CS 239 Debugging and Testing of AI/ML based Systems-- Current Topics in Programming Languages and Systems, Winter 2019

CS 239: Debugging and Testing of AI/ML Based Systems, Special Topics in Programming Systems, Winter 2019

Instructor: Dr. Miryung Kim (ENG 6, Room 474)

Lectures: Mondays and Wednesdays 12PM to 1:50 PM
Office Hours: By appointment only

General Description

Multiple research disciplines, from cognitive sciences to biology, finance, physics, and the social sciences, as well as many companies, believe that data-driven and intelligent solutions are necessary. Unfortunately, current artificial intelligence (AI) and machine learning (ML) technologies are not sufficiently democratized — building complex AI and ML systems requires deep expertise in computer science and extensive programming skills to work with various machine reasoning and learning techniques at a rather low level of abstraction. It also requires extensive trial and error exploration for model selection, data cleaning, feature selection, and parameter tuning. Moreover, there is a lack of theoretical understanding that could be used to abstract away these subtleties. Conventional programming languages and software engineering paradigms have also not been designed to address challenges faced by AI and ML practitioners.

The goal of this graduate seminar is to study recent research projects in the domain of debugging and testing AI/ML based systems and discuss open problems on how to improve the productivity of data scientists, software engineers, and AI-ML practitioners in industry.

* How do we re-think software development tools such as debugging, testing, and verification tools for complex AI-ML-based systems?
* How do we reason about correctness and explainability, while building AI-ML pipeline?

Reading List

The class schedule and reading material is available here.

Audience and Prerequisites

This is a seminar class geared towards software engineering research oriented students. If you are not comfortable with reading academic research papers (2-4 papers per week and each of them is 12+ pages), this class will be challenging for you to keep up. A significant portion of your grade will be based on your ability to articulate your own in-depth analysis of research papers. If you are unsure of your qualifications, please contact the instructor, who will determine whether this course is right for you.

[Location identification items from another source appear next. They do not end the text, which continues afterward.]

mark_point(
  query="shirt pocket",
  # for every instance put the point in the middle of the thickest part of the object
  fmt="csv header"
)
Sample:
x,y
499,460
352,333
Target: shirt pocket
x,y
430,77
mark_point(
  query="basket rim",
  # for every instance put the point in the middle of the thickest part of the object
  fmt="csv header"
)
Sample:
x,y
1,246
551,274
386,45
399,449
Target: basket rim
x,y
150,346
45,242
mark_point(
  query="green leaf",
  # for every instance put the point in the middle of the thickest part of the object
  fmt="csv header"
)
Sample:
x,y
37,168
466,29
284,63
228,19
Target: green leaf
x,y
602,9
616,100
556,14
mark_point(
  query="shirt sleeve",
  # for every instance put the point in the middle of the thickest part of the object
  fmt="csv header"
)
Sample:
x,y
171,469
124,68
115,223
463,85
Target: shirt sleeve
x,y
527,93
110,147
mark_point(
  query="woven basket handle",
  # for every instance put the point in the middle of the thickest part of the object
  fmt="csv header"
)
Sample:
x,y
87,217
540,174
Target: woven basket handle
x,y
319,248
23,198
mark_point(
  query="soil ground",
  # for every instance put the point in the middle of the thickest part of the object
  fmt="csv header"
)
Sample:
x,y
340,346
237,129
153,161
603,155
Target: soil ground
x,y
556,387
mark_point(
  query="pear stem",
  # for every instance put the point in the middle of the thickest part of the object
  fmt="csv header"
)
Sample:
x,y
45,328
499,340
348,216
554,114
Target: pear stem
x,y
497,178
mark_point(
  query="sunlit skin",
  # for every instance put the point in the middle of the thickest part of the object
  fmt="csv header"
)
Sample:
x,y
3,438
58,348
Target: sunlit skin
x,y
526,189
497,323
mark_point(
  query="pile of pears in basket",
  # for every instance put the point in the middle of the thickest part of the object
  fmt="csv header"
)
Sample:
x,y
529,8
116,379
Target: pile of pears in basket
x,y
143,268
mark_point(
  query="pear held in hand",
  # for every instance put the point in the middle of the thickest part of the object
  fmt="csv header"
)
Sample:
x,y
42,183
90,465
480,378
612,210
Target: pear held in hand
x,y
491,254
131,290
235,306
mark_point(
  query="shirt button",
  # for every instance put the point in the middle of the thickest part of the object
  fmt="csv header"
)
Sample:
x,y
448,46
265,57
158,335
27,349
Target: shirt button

In the first week, please submit your CV, unofficial transcripts, your status in a graduate program, and the description of your current research project with your advisor using CCLE. I will provide PTEs to the interested students during the first two weeks.

Grading

50%: Team Project
30%: Paper Presentation including Technology Tool Tutorial (you should expect about 2 presentations). Each presenter will create a set of toy examples, on-line tutorials, and live in-class demonstration to teach tools and environments discussed in the class. A tool demonstration should consists of 5 minute overview followed by 15 minute live demonstration. The presentation will be done individually. For paper presentations, each person will discuss the assigned paper to discuss recent advances related to the lecture's topic. Each presentation should be about 20 minutes long. The presentation will be done individually. After the presentation, you should lead an in-class discussion with your fellow classmates.
20%: Pop-Quiz, In-Class Q&A, Index Card Submission, Attendance (These are the ways that we will check whether you read the papers or not and whether you are actively contributing to the class discussion.)

Reading Questions

Please consider the following points as you read the papers. During in-class Q&A, we may use Piazza to enter your question about the reading assignment.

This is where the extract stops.